Rey would know. Rey is the Design Building Technology Program Chair at South Texas College, meaning he understands home construction, and some of the houses in El Vista will need a healthy dose of repair.

The houses the Sanchezes are working on are Habitat homes. Miriam Morgan, the executive director of the Jefferson County Habitat chapter, said the homes were populated by some older folks and some folks with disabilities and the flooding was not their first brush with devastating disaster.

“These houses were built for victims of Hurricane Rita,” Morgan said.

Now, again, most of the residents are homeless—scattered across the state and region, living in Red Cross shelters or with friends and family.

The volunteers must work urgently to resettle the residents, but also to save the homes. Morgan said the houses at the end of Texas Avenue were under five feet of water for days on end. The high water mark is etched onto the walls and only now, weeks later, are volunteers getting to the houses. Morgan said the house at the end of Texas Avenue is the third gut job Habitat volunteers have undertaken. They’re facing eight more. It’s slow work, in part because while volunteers want to come to help, lodging is tough. The hotels are already filled.

The Sanchezes have family in the area.

“I was so glad to get the call from these guys,” Morgan said.

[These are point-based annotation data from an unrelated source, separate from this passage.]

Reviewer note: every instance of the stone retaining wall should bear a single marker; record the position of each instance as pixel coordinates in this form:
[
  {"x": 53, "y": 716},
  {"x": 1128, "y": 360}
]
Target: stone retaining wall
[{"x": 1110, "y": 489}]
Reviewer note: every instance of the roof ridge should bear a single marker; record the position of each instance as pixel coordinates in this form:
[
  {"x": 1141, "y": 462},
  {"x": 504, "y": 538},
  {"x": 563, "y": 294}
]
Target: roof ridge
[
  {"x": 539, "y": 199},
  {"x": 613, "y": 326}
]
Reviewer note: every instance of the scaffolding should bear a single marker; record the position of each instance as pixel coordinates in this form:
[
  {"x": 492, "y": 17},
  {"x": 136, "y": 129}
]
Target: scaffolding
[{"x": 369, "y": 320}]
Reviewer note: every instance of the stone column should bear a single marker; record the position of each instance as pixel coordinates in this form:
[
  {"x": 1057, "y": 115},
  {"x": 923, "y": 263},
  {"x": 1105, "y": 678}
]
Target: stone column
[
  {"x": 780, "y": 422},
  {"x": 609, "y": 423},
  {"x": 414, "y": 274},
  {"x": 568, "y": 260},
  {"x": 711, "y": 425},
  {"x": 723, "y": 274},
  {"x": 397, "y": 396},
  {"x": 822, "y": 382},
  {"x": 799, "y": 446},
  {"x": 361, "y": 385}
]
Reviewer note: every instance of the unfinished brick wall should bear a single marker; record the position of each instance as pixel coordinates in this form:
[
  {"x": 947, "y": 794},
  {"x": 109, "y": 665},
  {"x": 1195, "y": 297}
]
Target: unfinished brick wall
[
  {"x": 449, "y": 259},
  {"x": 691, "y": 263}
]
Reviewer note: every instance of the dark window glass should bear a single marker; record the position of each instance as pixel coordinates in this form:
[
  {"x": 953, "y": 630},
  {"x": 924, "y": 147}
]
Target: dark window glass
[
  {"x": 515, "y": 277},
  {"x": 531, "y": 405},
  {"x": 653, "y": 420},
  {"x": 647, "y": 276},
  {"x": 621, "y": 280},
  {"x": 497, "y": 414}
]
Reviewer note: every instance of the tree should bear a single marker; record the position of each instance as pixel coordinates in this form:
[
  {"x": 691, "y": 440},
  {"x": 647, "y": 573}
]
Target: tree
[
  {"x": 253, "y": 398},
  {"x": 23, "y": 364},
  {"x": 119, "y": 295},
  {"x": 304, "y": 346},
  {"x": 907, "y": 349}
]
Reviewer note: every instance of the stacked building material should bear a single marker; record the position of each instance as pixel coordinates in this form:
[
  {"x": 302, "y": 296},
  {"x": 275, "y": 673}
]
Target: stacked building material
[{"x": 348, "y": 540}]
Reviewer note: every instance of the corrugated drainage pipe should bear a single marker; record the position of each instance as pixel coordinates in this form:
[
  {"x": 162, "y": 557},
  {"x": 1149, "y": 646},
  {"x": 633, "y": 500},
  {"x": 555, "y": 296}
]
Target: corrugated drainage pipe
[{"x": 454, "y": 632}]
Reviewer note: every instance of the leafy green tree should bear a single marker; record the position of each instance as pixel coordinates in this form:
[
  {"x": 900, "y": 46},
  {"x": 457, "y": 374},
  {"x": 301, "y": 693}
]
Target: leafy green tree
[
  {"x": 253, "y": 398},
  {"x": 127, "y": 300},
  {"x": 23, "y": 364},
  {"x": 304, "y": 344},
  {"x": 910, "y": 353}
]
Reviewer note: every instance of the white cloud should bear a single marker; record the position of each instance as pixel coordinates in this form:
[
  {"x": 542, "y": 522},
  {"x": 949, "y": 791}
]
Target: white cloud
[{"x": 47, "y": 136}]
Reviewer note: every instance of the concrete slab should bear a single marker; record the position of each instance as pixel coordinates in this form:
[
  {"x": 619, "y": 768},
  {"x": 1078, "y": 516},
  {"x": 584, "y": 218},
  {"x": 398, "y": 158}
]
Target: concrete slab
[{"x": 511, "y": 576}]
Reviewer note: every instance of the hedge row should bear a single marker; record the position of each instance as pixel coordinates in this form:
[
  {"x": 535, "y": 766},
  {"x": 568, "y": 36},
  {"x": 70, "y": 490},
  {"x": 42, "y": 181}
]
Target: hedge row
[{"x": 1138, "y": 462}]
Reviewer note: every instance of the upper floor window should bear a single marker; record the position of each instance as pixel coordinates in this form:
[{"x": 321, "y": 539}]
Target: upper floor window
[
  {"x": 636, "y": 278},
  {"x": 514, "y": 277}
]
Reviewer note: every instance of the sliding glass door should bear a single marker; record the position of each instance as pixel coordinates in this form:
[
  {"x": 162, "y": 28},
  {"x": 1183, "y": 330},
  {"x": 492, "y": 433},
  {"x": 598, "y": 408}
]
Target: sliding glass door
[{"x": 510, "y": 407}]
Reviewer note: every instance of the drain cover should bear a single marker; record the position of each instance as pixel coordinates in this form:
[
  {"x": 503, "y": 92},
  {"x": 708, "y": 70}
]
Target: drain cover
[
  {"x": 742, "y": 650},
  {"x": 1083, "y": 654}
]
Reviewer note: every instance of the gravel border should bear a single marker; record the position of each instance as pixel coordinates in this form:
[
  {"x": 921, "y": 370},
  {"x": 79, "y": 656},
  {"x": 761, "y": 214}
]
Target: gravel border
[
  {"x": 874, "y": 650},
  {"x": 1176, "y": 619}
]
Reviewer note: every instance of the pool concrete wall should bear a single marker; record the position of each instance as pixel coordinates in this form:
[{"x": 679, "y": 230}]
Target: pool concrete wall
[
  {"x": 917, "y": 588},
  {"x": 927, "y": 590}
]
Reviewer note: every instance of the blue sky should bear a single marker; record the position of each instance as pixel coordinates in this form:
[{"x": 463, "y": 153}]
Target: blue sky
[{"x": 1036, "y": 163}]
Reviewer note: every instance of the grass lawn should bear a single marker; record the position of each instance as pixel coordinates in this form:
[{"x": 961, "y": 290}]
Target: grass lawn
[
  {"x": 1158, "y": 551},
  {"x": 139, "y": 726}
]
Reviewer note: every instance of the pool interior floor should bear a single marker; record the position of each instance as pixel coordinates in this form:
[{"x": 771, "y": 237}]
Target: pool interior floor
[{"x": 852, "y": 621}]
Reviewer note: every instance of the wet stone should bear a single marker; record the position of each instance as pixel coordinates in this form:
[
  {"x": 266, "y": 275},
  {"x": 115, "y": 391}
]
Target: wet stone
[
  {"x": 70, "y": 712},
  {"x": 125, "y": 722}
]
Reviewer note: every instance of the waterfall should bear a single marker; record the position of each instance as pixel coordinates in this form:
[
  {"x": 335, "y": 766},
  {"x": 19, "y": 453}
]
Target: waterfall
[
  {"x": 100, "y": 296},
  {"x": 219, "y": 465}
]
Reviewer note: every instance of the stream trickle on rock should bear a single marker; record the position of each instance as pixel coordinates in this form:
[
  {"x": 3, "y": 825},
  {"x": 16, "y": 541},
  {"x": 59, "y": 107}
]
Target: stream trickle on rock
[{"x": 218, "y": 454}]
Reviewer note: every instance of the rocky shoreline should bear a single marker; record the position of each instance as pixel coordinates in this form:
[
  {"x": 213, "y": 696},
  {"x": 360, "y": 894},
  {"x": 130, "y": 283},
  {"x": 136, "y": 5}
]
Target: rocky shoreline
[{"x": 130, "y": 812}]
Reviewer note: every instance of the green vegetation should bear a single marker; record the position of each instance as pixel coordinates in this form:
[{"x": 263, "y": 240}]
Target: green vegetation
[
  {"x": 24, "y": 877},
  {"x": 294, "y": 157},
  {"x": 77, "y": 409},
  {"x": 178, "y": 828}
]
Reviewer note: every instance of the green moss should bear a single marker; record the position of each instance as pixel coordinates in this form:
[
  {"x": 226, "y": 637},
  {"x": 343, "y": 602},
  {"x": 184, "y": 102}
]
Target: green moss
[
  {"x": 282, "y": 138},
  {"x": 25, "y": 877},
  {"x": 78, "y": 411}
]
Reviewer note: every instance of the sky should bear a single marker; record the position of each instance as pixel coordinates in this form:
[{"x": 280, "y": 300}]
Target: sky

Rey said the delays are not ideal.

“We need to clear the sheetrock and the house needs to be vented out,” Rey explained. “If not, everything in there can get moldy. And then we’ll have a serious problem.”

The longer the delay, the deeper the mold gets. If it takes to the wall studs, fixing the house will become much harder.

But first, the house needed to be cleared out.

Saturday morning, a few knick-knacks were left drying on a tarp in the yard, while everything else in the house still lay scattered. The carpet was still soaked. The smell of mold hung dense in the air.

Nevertheless, Rey was optimistic the house could be saved.

Rey’s wife, Laura, also works at South Texas College. She is the Associate Dean of Institutional Research and Effectiveness. Because they both work for the college, the Sanchezes also loaded up donations from colleagues and students from the South Texas College and brought them to the dean of Lamar State College Port Arthur. Rey explained that he asked the dean what he could bring for faculty and staff who had been hurt by the flooding.

Rey explained the dean told him the flood affected more than just the faculty and staff.

So, Rey said, they brought something for everyone.

Laura Sanchez helps to remove a couch.